The probability of getting a heads on a single toss of a fair coin is not influenced by previous tosses, and it remains constant at 0.5 or 50%. Therefore, your friend’s assertion that getting a heads is more likely than getting a tails on a single toss is incorrect.

In order to understand why this is the case, let us first define a fair coin. A fair coin is a coin that has an equal probability of landing on either heads or tails. Hence, on a single toss of a fair coin, there are only two possible outcomes: heads or tails.

The probability of an event happening is defined as the number of favorable outcomes divided by the total number of possible outcomes. In the case of a fair coin, there is only one favorable outcome (getting heads) out of the two possible outcomes (heads or tails). Therefore, the probability of getting a heads on a single toss is 1 out of 2, which can be represented as 1/2 or 0.5.

Furthermore, the probability of getting a heads or tails on each individual toss is mutually exclusive. This means that if we get a heads on one toss, the probability of getting a tails on the next toss remains the same (0.5). The outcome of each toss is independent of previous tosses.

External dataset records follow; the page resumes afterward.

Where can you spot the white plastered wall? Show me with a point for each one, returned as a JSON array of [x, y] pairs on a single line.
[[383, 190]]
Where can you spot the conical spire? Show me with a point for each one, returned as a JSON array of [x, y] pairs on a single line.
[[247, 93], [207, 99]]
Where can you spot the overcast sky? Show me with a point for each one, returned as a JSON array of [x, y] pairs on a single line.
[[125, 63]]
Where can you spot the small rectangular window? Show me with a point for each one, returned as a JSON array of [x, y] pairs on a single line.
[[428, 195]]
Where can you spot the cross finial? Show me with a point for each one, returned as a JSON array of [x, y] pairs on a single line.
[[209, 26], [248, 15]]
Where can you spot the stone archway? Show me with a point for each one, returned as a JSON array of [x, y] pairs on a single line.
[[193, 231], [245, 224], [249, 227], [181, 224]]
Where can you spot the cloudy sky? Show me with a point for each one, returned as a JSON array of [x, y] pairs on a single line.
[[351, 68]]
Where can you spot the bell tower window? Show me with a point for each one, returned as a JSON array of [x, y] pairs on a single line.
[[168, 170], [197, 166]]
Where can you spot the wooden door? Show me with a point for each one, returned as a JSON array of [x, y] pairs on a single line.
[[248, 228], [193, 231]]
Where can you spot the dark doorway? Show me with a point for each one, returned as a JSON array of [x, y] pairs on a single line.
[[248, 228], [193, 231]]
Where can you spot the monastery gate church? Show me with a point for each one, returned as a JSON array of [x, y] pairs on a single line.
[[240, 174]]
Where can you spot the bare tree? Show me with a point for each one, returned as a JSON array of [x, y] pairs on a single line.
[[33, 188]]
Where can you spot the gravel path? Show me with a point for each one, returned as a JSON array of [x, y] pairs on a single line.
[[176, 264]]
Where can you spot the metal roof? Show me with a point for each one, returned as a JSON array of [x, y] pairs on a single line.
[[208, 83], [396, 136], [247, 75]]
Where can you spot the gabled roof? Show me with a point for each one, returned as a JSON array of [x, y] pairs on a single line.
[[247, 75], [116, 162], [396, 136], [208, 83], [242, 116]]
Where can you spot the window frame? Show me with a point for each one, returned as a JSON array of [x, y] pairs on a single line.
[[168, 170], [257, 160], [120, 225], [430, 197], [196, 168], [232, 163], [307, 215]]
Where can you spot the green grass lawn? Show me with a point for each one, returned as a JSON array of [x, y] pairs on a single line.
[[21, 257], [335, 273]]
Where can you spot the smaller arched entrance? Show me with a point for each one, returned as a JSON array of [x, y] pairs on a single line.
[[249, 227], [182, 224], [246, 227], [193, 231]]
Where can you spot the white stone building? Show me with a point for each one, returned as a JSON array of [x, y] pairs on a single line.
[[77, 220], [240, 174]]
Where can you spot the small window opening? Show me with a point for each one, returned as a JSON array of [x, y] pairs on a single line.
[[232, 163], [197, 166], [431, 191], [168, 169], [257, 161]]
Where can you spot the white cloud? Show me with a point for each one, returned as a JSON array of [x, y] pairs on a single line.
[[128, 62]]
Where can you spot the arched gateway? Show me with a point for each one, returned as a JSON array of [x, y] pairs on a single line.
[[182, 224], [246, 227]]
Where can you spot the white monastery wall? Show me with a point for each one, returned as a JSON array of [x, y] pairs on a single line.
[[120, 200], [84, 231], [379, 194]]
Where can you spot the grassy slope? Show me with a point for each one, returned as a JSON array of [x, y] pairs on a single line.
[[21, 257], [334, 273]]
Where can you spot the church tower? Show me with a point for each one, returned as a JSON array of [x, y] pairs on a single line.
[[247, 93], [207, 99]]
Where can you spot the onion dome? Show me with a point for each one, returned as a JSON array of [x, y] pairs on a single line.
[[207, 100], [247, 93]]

Now, if we were to toss a fair coin an infinite number of times, what would we expect? Well, as the number of tosses approaches infinity, the relative frequency of getting heads or tails would approach the probability of each outcome. In this case, the relative frequency of getting heads would approach 0.5, as would the relative frequency of getting tails.

This phenomenon is known as the Law of Large Numbers, which states that as the number of trials increases, the relative frequency of the event approaches its true probability. In the case of a fair coin, the true probability of getting either heads or tails on each toss is 0.5.

To illustrate this concept, let’s assume we toss a fair coin 100 times. It is entirely possible to get a result such as 60 heads and 40 tails, which is not a perfect 50/50 split. However, as we increase the number of tosses to, say, 1000 or 10,000, the relative frequency of heads and tails would converge around 0.5, approaching the true probability.

In conclusion, the probability of getting a heads on a single toss of a fair coin is 0.5, and this probability remains constant regardless of previous tosses. If we were to toss the fair coin an infinite number of times, we would expect the relative frequency of getting heads or tails to approach 0.5, which is the true probability of each outcome.